A friend of mine and of this congregation, Palestinian theologian and pastor Mitri Raheb, shared this observation on Facebook this week: “One important insight from the coronavirus is that we are all in it together. No difference between a Chinese, an Italian, a Palestinian, a German, an Israeli or an American [person]. The whole world, one big village. Some countries might be better prepared than others, some people more aware than others, but at the end of the day we are all equal. Walls don’t work, borders don’t help, only close cooperation to build a common future can make a difference.”

While the coronavirus sparked this observation for Mitri, it applies to our whole shared journey of faith. No matter the issue – climate change, immigration and emigration, racism, bigotry, white privilege, injustice and inequity of any kind, we’re called to stand up to the status quo that continues to sideline far too many of our siblings. We’re called to leap up to join Jesus on the way, wherever it may lead. Like the disciples, we’re called to change our chorus from “shut up,” to “take heart; get up, Jesus is calling you.”

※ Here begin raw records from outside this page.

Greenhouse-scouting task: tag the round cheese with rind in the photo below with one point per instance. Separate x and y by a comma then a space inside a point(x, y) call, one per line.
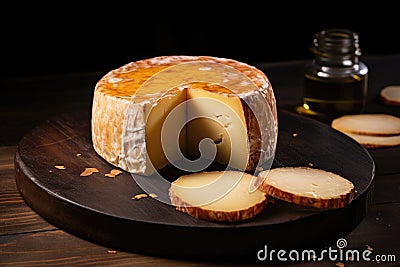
point(132, 104)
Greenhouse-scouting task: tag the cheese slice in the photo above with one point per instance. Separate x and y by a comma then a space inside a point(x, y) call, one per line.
point(217, 196)
point(153, 112)
point(307, 187)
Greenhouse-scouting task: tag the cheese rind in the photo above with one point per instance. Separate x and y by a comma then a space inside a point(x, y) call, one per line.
point(236, 202)
point(131, 104)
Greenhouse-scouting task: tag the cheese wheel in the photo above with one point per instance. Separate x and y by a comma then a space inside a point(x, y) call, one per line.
point(307, 186)
point(152, 112)
point(236, 202)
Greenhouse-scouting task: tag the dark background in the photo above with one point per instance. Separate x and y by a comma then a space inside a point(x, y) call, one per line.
point(40, 40)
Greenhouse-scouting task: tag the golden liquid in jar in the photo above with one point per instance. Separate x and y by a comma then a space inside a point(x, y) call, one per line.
point(327, 99)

No matter how daunting, difficult, or confusing the way may seem, Jesus promises to be there, leading you, continually inviting you to include one more person, one more group. That’s our shared journey of becoming together. Together, we join Bartimaeus in looking up, lifting our heads and inviting others to do the same, seeing the dignity in one another – dignity that is found in inclusion, in the recognition that we are all in this journey together. “Take heart; get up, he is calling you.” Amen.